It is in the run-up to the 2008 election that Roy Agyemang’s intriguing and timely documentary, Mugabe: Villain or Hero? begins.

The British-born son of Ghanaian parents, Agyemang had grown up wondering why African leaders were frequently portrayed as two-dimensional villains in the British media, especially in light of the fact that his parents had been contemporaries of the highly-regarded Kwame Nkrukmah, the Ghanaian politician who oversaw the nation’s independence from British rule in 1957.

So in 2007, he set out on a journalistic quest to gain a new perspective on Mugabe, who has ruled Zimbabwe since its independence from Britain in 1980.

To many in the western media, the titular question is one that barely needs asking. Few international leaders have attracted the widespread antipathy afforded to Mugabe, who frequently finds himself topping ‘world’s worst ruler’ lists.

Routinely accused of terrible human rights abuses, Mugabe is also held accountable for running his country’s economy into the ground, provoking financially devastating economic sanctions with his brutally inept leadership.

Mugabe at Zimbabwe investment conference
© Under The Radar Films Ltd.

Mugabe also became infamous in 2000 for being the first African leader to allow white-controlled farms to be seized and redistributed to indigenous population. The effects of this ruling on one particular family was explored in Lucy Bailey and Andrew Thompson’s 2009 documentary Mugabe and the White African.

Mugabe: Villain or Hero? was initially intended as a three-month project. But when Agyemang found he was able to get more access than he’d dreamed of, it mushroomed into a three-year odyssey – one perhaps worthy of a fictionalised thriller in its own right.

Alongside Zimbabwean interpolator-cum-sidekick Gari, Agyemang was able to go where the banned news networks CNN, BBC and Sky have all been unable: inside Mugabe’s inner circle.

Aygemang’s key aim in the documentary is to discover how and why Mugabe’s fall from grace came about. After all, he was not always such an international pariah: he was once nominated for a Nobel Peace Prize, and in 1994 awarded an honorary knighthood by Queen Elizabeth II.

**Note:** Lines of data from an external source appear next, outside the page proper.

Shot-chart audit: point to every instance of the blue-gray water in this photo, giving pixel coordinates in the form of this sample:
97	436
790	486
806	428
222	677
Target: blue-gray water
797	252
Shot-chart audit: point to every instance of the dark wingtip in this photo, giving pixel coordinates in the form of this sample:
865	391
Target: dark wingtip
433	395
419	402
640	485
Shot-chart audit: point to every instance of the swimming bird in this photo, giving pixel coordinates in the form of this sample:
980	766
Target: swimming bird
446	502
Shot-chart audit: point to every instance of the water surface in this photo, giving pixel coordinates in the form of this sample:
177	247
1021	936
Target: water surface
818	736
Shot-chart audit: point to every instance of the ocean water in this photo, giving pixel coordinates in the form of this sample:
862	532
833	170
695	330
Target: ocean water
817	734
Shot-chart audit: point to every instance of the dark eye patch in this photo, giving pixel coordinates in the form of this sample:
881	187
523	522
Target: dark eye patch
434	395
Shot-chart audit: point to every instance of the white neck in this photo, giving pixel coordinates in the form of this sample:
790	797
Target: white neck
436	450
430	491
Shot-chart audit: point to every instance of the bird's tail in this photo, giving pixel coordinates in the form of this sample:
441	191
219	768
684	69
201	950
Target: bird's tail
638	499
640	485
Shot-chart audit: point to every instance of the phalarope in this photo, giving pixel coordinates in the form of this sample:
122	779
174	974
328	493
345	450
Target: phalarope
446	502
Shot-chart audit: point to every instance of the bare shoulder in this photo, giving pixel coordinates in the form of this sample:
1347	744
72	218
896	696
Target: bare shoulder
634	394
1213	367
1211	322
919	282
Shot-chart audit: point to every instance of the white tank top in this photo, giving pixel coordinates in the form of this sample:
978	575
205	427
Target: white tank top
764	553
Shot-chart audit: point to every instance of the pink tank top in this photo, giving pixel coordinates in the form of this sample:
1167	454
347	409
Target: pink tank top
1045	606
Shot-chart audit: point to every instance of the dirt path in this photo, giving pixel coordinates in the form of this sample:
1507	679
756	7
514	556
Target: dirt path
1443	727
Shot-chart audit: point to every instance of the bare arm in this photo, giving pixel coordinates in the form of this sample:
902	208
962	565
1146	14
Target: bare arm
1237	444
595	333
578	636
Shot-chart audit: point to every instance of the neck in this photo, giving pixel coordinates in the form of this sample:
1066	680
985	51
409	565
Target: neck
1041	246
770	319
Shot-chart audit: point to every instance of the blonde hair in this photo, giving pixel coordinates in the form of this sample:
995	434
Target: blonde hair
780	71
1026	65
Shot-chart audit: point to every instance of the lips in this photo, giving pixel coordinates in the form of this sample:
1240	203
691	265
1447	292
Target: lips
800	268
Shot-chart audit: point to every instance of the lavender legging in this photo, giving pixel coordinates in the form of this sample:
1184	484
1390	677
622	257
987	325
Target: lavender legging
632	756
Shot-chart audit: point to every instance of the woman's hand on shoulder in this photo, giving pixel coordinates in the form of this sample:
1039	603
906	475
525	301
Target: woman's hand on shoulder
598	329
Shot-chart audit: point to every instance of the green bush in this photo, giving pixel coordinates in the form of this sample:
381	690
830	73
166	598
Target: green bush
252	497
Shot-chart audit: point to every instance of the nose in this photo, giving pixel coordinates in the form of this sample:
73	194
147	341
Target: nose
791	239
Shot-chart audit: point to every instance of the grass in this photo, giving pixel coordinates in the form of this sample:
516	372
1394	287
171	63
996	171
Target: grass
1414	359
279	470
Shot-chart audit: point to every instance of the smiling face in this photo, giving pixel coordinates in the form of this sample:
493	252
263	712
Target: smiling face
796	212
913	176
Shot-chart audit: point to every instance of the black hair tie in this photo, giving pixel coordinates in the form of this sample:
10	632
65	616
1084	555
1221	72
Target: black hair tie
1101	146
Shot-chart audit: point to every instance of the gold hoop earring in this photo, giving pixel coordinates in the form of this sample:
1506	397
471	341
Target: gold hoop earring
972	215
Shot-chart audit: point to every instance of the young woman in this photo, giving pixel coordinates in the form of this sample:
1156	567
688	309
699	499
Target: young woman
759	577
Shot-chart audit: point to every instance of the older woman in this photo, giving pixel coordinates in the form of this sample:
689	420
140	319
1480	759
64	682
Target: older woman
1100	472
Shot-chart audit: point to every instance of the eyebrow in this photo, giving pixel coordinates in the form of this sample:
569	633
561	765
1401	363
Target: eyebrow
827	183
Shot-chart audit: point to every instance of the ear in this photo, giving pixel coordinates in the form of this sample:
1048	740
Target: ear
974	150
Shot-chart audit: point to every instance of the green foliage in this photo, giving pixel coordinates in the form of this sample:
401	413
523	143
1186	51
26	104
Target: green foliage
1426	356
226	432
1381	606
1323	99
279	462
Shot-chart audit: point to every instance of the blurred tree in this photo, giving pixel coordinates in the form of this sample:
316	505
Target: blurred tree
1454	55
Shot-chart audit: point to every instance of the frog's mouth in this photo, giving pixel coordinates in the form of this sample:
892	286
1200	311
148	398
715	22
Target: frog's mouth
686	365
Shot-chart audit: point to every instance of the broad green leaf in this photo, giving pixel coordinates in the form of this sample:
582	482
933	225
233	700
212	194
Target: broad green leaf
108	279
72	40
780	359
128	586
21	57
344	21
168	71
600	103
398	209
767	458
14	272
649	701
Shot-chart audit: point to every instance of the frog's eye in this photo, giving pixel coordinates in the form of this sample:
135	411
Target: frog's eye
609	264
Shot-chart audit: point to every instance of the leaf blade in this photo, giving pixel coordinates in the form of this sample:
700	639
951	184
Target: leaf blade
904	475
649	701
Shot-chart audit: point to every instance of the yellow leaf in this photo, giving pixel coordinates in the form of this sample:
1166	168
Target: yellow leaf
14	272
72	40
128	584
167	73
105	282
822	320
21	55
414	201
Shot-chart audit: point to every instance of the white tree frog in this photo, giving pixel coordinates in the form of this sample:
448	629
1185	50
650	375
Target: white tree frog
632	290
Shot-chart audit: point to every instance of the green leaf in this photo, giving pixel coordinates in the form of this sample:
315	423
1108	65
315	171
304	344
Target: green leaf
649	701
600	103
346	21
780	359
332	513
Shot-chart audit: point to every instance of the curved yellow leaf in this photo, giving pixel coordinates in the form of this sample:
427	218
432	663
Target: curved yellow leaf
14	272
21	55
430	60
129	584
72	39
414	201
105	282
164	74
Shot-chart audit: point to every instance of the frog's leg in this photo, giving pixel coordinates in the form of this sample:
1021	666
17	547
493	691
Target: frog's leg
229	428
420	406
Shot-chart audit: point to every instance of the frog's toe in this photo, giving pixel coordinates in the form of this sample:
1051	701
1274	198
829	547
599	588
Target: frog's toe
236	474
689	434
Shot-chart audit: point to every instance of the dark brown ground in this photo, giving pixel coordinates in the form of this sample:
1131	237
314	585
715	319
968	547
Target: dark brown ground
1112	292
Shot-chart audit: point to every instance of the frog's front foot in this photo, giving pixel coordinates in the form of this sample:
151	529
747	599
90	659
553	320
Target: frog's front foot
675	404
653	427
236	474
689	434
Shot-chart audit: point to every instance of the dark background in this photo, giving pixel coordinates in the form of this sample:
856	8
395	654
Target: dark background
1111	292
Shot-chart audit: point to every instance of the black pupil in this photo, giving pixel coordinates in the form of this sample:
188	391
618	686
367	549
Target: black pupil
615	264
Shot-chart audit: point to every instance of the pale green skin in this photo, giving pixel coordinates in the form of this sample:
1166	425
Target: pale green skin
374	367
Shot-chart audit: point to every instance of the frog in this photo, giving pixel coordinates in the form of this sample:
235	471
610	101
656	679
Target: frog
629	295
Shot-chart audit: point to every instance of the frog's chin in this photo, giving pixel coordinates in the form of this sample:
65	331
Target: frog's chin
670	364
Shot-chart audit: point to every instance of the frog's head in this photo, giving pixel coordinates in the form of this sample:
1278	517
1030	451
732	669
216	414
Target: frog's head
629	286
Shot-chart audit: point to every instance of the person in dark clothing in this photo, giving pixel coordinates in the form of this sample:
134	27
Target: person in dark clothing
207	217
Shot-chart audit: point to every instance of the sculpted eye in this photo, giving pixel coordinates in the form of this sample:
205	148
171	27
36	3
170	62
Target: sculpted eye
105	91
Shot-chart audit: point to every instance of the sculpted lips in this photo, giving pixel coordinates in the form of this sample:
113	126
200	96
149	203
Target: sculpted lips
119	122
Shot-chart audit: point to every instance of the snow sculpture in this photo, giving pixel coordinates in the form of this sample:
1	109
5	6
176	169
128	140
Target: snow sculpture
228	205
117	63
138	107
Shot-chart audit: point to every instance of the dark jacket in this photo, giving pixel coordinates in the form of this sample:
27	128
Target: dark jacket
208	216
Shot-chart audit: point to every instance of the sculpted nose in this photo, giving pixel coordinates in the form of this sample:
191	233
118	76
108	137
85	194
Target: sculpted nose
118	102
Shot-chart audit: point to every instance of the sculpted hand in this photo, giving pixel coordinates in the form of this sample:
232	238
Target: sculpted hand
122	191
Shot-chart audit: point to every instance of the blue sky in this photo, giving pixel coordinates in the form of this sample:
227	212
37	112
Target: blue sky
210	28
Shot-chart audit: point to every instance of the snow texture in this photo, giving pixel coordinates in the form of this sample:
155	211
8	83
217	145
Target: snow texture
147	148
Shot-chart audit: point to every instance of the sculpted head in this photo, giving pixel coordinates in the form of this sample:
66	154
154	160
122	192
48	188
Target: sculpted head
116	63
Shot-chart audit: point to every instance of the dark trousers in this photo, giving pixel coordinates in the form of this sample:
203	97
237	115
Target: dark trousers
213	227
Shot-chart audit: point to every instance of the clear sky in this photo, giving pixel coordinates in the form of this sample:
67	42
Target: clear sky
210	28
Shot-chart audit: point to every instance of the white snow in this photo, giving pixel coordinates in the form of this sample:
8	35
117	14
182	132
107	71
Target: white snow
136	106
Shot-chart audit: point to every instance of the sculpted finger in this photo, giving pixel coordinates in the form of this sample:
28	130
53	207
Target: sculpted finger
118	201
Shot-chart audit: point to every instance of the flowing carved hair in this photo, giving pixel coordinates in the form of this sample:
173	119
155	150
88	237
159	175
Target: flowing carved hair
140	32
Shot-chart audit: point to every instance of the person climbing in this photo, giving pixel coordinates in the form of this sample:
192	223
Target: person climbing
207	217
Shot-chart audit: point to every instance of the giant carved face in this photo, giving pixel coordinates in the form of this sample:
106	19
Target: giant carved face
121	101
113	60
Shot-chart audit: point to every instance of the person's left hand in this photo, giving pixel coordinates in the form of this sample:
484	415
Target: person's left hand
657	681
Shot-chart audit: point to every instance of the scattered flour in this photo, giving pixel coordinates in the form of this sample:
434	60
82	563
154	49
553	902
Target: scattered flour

He was also a regular face on the international stage, a fact neatly illustrated by an early photo montage which depicts him hob-nobbing with the likes of Margaret Thatcher, the Pope, Princess Diana, Nelson Mandela, Fidel Castro and John McEnroe (yes, that John McEnroe).

The answers which Agyemang finds are largely rooted in the troublesome intersection between international economics and post-colonial fallout. The end result is a curious mixture of documentary and personal self-discovery narrative (Agyemang’s quest for the ‘big’ interview with Mugabe is perhaps given too much prominence at the expense of greater journalistic integrity) – one which raises more questions than it ultimately attempts to answer.

Mugabe addressing farmers at dairy farm
© Under The Radar Films Ltd.

It is, however, notable for providing a fresh perspective on the Mugabe story, truly engaging with the thorny issue of African post-colonial international relations, and for securing incredibly close access to an undeniably fascinating figure. In close-up, Mugabe is seen to be a fiercely charismatic nationalist with more support among the Zimbabwean populace than western audiences might expect, argues Agyemang.

There is plenty of compelling archival news material, as well as great footage of reggae superstar Bob Marley’s historic appearance at independence celebrations in 1980 – reggae had been banned in Rhodesia (the country’s colonial-era name).

Most impressively, the film allows us the rare opportunity to see Mugabe as a human being, and not, for once, as a western media construct. It’s not an especially critical work, but emerges as an important tool for broadening debate.